No Laughing Matter?

Mysteries and thrillers tend to be grimly serious, but a little humor doesn’t hurt.

No Laughing Matter?

Most thrillers and mysteries are deadly serious affairs, almost by definition. Often the fate of the world is at stake, or, at the very least, the tracking down of a murderer who has violently killed a fellow human being. No laughing matter, such events.

The master of the thriller genre, John Le Carré, can be grim beyond bearing. Gray, cynical, with characters on the border of despair. You don’t want comic relief when you’re trying to build suspense. Action thrillers, like those of Vince Flynn, don’t, as a rule, have time for irony or humor of any sort.

Likewise, murder mysteries — from police procedurals like Michael Connelly’s Bosch series to English cozies like Agatha Christie’s classic Poirot novels — are generally quite earnest. My own two thrillers, Gold and The Grand Mirage, I confess, seek more to inspire dread than laughter. There will be the occasional flash of wit in dialogue, perhaps an ironic turn of phrase that will bring a fleeting hint of a smile to the reader’s lips — but only for a moment.

There are, thankfully, exceptions to this rule. The violence and death are no more real in these novels than the comic-book action in our CGI superhero epics (think “Black Panther”). A little humor laced through a suspense novel reminds us not to take it too seriously.

I’ve started reading Laura Lippman’s Tess Monaghan series, and her third-person narrative voice reflects her heroine’s decidedly tongue-in-cheek view of things. I often find myself laughing out loud. What seemed at first to be just a knockoff of Sara Paretsky’s groundbreaking V.I. Warshawski series is, in fact, quite original in its own way.

Humor is even more pronounced in Neal Stephenson and Nicole Galland’s The Rise and Fall of D.O.D.O. Here, the first-person narrator can be downright hilarious as she tells the improbable story of a “shadowy government entity” that wants to go back in time to discover why magic died and how to bring it back. I can’t say whether this is a hallmark of cyberthriller writer Stephenson because I have found his 700-page-plus novels too daunting to take on. But this one I couldn’t resist.

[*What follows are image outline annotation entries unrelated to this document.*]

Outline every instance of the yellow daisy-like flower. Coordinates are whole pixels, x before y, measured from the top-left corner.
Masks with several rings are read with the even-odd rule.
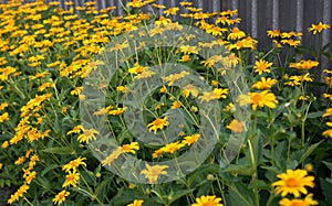
[[[264,90],[271,88],[278,80],[270,77],[261,77],[259,82],[255,83],[251,88]]]
[[[169,8],[166,11],[164,11],[164,13],[166,14],[166,17],[168,15],[176,15],[176,13],[179,11],[179,8],[174,7],[174,8]]]
[[[308,176],[305,170],[287,170],[286,173],[277,175],[280,180],[272,183],[276,187],[276,193],[281,196],[287,194],[293,194],[294,197],[299,197],[300,194],[308,194],[305,186],[314,187],[314,176]]]
[[[309,32],[312,32],[313,34],[321,33],[323,30],[330,29],[330,24],[325,24],[322,22],[319,22],[318,24],[311,24],[310,28],[308,28]]]
[[[234,119],[226,128],[235,133],[241,133],[243,131],[243,123]]]
[[[146,71],[148,68],[148,66],[141,66],[138,63],[134,64],[134,67],[128,69],[128,73],[131,74],[141,74],[144,71]]]
[[[281,36],[280,30],[267,31],[267,33],[268,33],[268,36],[271,39]]]
[[[160,174],[167,174],[165,169],[167,169],[167,165],[154,165],[151,166],[148,164],[145,164],[146,169],[141,171],[141,174],[144,174],[145,177],[148,180],[149,184],[156,183],[158,180],[158,176]]]
[[[191,206],[224,206],[220,200],[221,198],[216,197],[216,195],[203,195],[199,198],[196,198],[196,203],[191,204]]]
[[[210,100],[217,100],[220,98],[226,99],[228,94],[228,89],[222,89],[222,88],[214,88],[211,93],[205,91],[203,96],[199,96],[198,99],[201,101],[210,101]]]
[[[279,204],[280,206],[310,206],[318,205],[318,202],[312,199],[312,194],[309,194],[304,199],[282,198]]]
[[[65,197],[70,195],[70,192],[61,191],[55,197],[53,198],[53,203],[60,205],[65,200]]]
[[[72,160],[68,164],[63,165],[62,170],[65,172],[73,170],[73,172],[75,172],[80,165],[86,166],[86,164],[83,162],[84,160],[86,160],[86,158],[79,156],[77,159]]]
[[[183,96],[188,98],[190,94],[193,95],[193,97],[197,97],[198,90],[196,89],[196,87],[194,85],[188,84],[183,88]]]
[[[332,116],[332,108],[328,108],[322,117],[329,117],[329,116]]]
[[[135,199],[134,203],[128,204],[127,206],[142,206],[144,200],[142,199]]]
[[[153,122],[147,124],[148,131],[153,130],[155,133],[157,133],[158,129],[162,130],[164,127],[167,127],[169,124],[167,118],[168,118],[167,116],[164,118],[156,118]]]
[[[197,142],[199,139],[199,133],[194,133],[193,135],[186,135],[181,141],[183,144],[191,145],[193,143]]]
[[[299,71],[309,71],[310,68],[317,67],[320,63],[317,61],[300,61],[299,63],[290,63],[289,67],[297,68]]]
[[[168,86],[172,86],[176,80],[179,80],[187,75],[189,75],[189,73],[186,71],[183,71],[180,73],[175,73],[175,74],[168,75],[166,77],[162,77],[162,78],[165,83],[168,83]]]
[[[138,143],[137,142],[132,142],[132,143],[129,143],[129,144],[124,144],[124,145],[122,145],[121,147],[121,150],[123,151],[123,152],[126,152],[126,153],[133,153],[133,154],[135,154],[136,153],[136,151],[135,150],[139,150],[139,145],[138,145]]]
[[[261,75],[262,73],[270,73],[271,71],[269,69],[272,66],[272,63],[269,63],[263,59],[259,59],[255,62],[255,72]]]
[[[82,142],[89,143],[89,141],[96,139],[95,134],[98,134],[98,131],[96,131],[95,129],[83,128],[83,133],[77,137],[77,140],[80,143]]]
[[[238,28],[234,28],[231,33],[228,34],[227,40],[240,40],[242,37],[246,37],[246,33]]]
[[[102,165],[105,166],[105,165],[111,165],[112,162],[114,160],[116,160],[121,154],[123,153],[123,151],[121,149],[116,149],[114,151],[112,151],[112,153],[105,158],[105,160],[102,161]]]
[[[68,186],[71,186],[71,185],[73,187],[76,187],[79,181],[80,181],[80,173],[69,171],[69,174],[65,176],[65,181],[62,184],[62,187],[68,187]]]
[[[248,95],[240,95],[237,99],[240,106],[251,104],[252,110],[256,111],[257,107],[269,107],[276,108],[278,104],[277,97],[273,93],[269,90],[263,90],[261,93],[249,93]]]

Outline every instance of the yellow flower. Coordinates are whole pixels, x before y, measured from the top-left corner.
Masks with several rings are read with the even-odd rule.
[[[261,93],[249,93],[248,95],[240,95],[237,101],[240,106],[251,104],[253,111],[257,110],[258,106],[276,108],[276,104],[278,104],[277,97],[273,93],[270,93],[269,90],[263,90]]]
[[[104,116],[107,115],[110,112],[110,109],[112,109],[112,106],[105,107],[105,108],[101,108],[100,110],[93,112],[94,116]]]
[[[318,202],[312,199],[312,194],[309,194],[304,199],[282,198],[279,204],[280,206],[310,206],[318,205]]]
[[[199,198],[196,198],[196,203],[191,204],[191,206],[224,206],[220,200],[221,198],[216,197],[216,195],[203,195]]]
[[[135,63],[134,67],[128,69],[128,73],[131,73],[131,74],[141,74],[144,71],[146,71],[147,68],[148,68],[148,66],[139,66],[138,63]]]
[[[62,184],[62,187],[73,186],[76,187],[80,181],[80,173],[69,171],[69,174],[65,176],[65,181]]]
[[[186,55],[183,55],[178,62],[189,62],[189,61],[190,61],[190,56],[188,54],[186,54]]]
[[[66,132],[66,134],[80,133],[82,130],[83,130],[83,126],[79,124],[79,126],[75,126],[71,131]]]
[[[299,63],[290,63],[289,67],[297,68],[299,71],[309,71],[312,67],[317,67],[320,63],[317,61],[300,61]]]
[[[121,85],[121,86],[117,86],[117,87],[116,87],[116,90],[117,90],[117,91],[121,91],[121,93],[126,93],[126,91],[128,90],[128,88],[127,88],[126,85],[125,85],[125,86],[122,86],[122,85]]]
[[[24,161],[25,161],[25,156],[20,156],[15,162],[14,162],[14,164],[23,164],[24,163]]]
[[[98,134],[98,132],[95,129],[84,129],[83,133],[77,137],[77,140],[80,143],[85,142],[89,143],[90,140],[95,140],[95,134]]]
[[[55,197],[53,198],[53,203],[60,205],[65,200],[65,197],[70,195],[70,192],[61,191]]]
[[[77,159],[72,160],[68,164],[63,165],[62,170],[65,172],[70,172],[70,170],[73,170],[73,172],[76,172],[76,169],[80,165],[86,166],[86,164],[83,162],[84,160],[86,160],[86,158],[79,156]]]
[[[158,154],[160,155],[162,153],[170,153],[174,154],[175,152],[177,152],[179,149],[181,149],[185,144],[179,143],[178,141],[176,142],[172,142],[172,143],[167,143],[166,145],[164,145],[163,148],[160,148],[159,150],[157,150]]]
[[[240,133],[243,131],[243,123],[234,119],[226,128],[230,129],[235,133]]]
[[[246,33],[241,31],[239,28],[234,28],[231,33],[228,34],[227,40],[240,40],[246,36]]]
[[[175,15],[178,12],[179,8],[175,7],[175,8],[169,8],[168,10],[164,11],[164,13],[166,14],[166,17],[168,15]]]
[[[322,135],[332,138],[332,129],[323,131]]]
[[[122,115],[127,108],[124,107],[124,108],[117,108],[117,109],[113,109],[108,112],[108,115],[111,116],[120,116]]]
[[[126,153],[131,152],[131,153],[135,154],[136,153],[135,150],[139,150],[139,145],[137,142],[132,142],[129,144],[122,145],[121,150]]]
[[[272,186],[276,186],[276,193],[281,193],[281,196],[293,194],[294,197],[299,197],[301,193],[307,195],[308,191],[305,186],[314,186],[314,176],[308,176],[305,170],[287,170],[286,173],[278,174],[277,176],[280,181],[272,183]]]
[[[12,204],[13,202],[19,200],[19,198],[22,197],[28,189],[29,189],[29,185],[23,184],[13,195],[10,195],[10,198],[8,199],[7,203]]]
[[[301,43],[300,40],[281,40],[281,43],[282,44],[288,44],[290,46],[293,46],[293,47],[298,47],[298,45]]]
[[[0,105],[0,111],[3,110],[6,107],[8,107],[8,102],[3,102]]]
[[[329,117],[329,116],[332,116],[332,108],[328,108],[322,117]]]
[[[313,34],[321,33],[323,30],[330,29],[330,24],[325,24],[322,22],[319,22],[318,24],[311,24],[310,28],[308,28],[309,32],[312,32]]]
[[[151,166],[148,164],[145,164],[145,170],[141,171],[141,174],[144,174],[145,177],[148,180],[149,184],[156,183],[158,180],[158,176],[160,174],[167,174],[165,169],[167,169],[167,165],[154,165]]]
[[[184,54],[198,54],[199,48],[197,46],[181,45],[179,51]]]
[[[195,88],[194,85],[188,84],[183,88],[183,96],[188,98],[190,94],[193,95],[193,97],[197,97],[198,90]]]
[[[312,171],[313,170],[313,165],[312,164],[305,164],[305,170],[308,172]]]
[[[27,175],[24,174],[24,176],[23,176],[24,177],[24,183],[30,184],[31,181],[33,178],[35,178],[35,175],[37,175],[35,171],[29,172],[29,173],[27,173]]]
[[[272,66],[272,63],[269,63],[263,59],[259,59],[255,62],[255,72],[261,75],[262,73],[270,73],[270,67]]]
[[[102,165],[111,165],[112,162],[116,160],[122,153],[123,151],[121,149],[115,149],[108,156],[105,158],[105,160],[102,161]]]
[[[167,121],[167,116],[164,118],[156,118],[153,122],[148,123],[148,131],[154,130],[155,133],[157,133],[157,130],[163,130],[164,127],[167,127],[169,122]]]
[[[281,36],[280,30],[267,31],[267,33],[268,36],[270,36],[271,39]]]
[[[201,101],[210,101],[210,100],[217,100],[220,98],[226,99],[228,94],[228,89],[222,89],[222,88],[214,88],[211,93],[205,91],[203,96],[199,96],[198,99]]]
[[[304,75],[301,76],[291,76],[289,77],[289,79],[293,80],[293,82],[284,83],[286,85],[289,86],[301,85],[302,82],[313,82],[313,79],[310,77],[310,73],[305,73]]]
[[[191,145],[193,143],[197,142],[199,139],[199,133],[194,133],[193,135],[186,135],[181,141],[183,144]]]
[[[179,2],[179,4],[180,4],[181,7],[190,7],[190,6],[193,6],[193,2],[181,1],[181,2]]]
[[[250,104],[252,105],[252,110],[256,111],[257,107],[267,106],[269,108],[276,108],[278,104],[277,97],[273,93],[269,90],[263,90],[261,93],[249,93]]]
[[[8,119],[9,119],[8,116],[9,116],[8,112],[2,113],[2,115],[0,116],[0,123],[2,123],[3,121],[8,120]]]
[[[260,82],[255,83],[251,88],[264,90],[271,88],[278,80],[277,79],[271,79],[270,77],[261,77]]]
[[[135,199],[134,203],[128,204],[127,206],[142,206],[144,200],[142,199]]]
[[[175,100],[172,105],[172,109],[177,109],[177,108],[180,108],[181,107],[181,104],[178,101],[178,100]]]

Combining humor and mayhem is not totally novel. Rex Stout’s Nero Wolfe mysteries were always quite funny with the wisecracking of first-person narrator Archie Goodwin. Carl Hiaasen’s Florida novels are masterpieces of humorous crime fiction.

So it’s not like this is a new trend. It is, however, a refreshing alternative to and a different type of escape than the chilling, terrorizing narratives that dominate these genres. And a welcome one at a time when reading the newspaper can drive you to despair.

The first-person narrative of my newest work in progress — untitled and top secret for the moment — has taken a humorous turn that is surprising to the author and a departure from the third-person narration and seriousness not only of my published novels but also of the many false starts filling my virtual drawer. It turns out this kind of book is more fun to write, as well.